Once a horizontal well is hydraulically fractured, the next step is to clean up the well by flowing it back to remove water and loosen proppant from the wellbore.

Most shale producers in North America have given little thought to this flowback stage and see it merely as a prelude to the cash-flow generating production stage. However, a few companies have come to realize it represents a valuable opportunity to learn more about their wells in a week or two than their competitors are learning after several months of production.

Essentially, flowback data is a bridge between what happened during a completion and what will happen as hydrocarbons are produced. An important driver shared by all the interested producers is that for the most part, they are already required to record the flowback stage per US and Canadian regulations.

“So arguably, the cost of collecting this data is nil,” said James Crafton, president of consultancy firm Performance Sciences, who has been working with service companies and shale producers on different flowback issues for more than 15 years.
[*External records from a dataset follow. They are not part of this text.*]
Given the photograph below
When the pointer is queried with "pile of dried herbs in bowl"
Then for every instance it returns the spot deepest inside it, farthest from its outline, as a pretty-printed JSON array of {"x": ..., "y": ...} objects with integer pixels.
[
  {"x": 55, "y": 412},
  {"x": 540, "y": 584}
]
Crafton and others involved in this area have long been trying to convince the shale business that how a well is flowed back is often as important as the completion itself and that by ignoring this maxim, they are leaving money on the table. “It is that simple,” he said. “The frustration for me is that the data is there. We have the data, but nobody has the time or perceives the value to interpret the data.”

But there are a few outliers crunching the numbers. Companies including Devon Energy are using the early production and flowing pressure data of flowback fluids to establish their production benchmarks. Nexen Energy is among those also using flowback data to quickly screen the effective size of fracture designs, determine key reservoir properties, and to predict long-term production. Ongoing flowback research is looking at the chemical makeup of flowback fluids to see what else can be learned about shale reservoir behavior.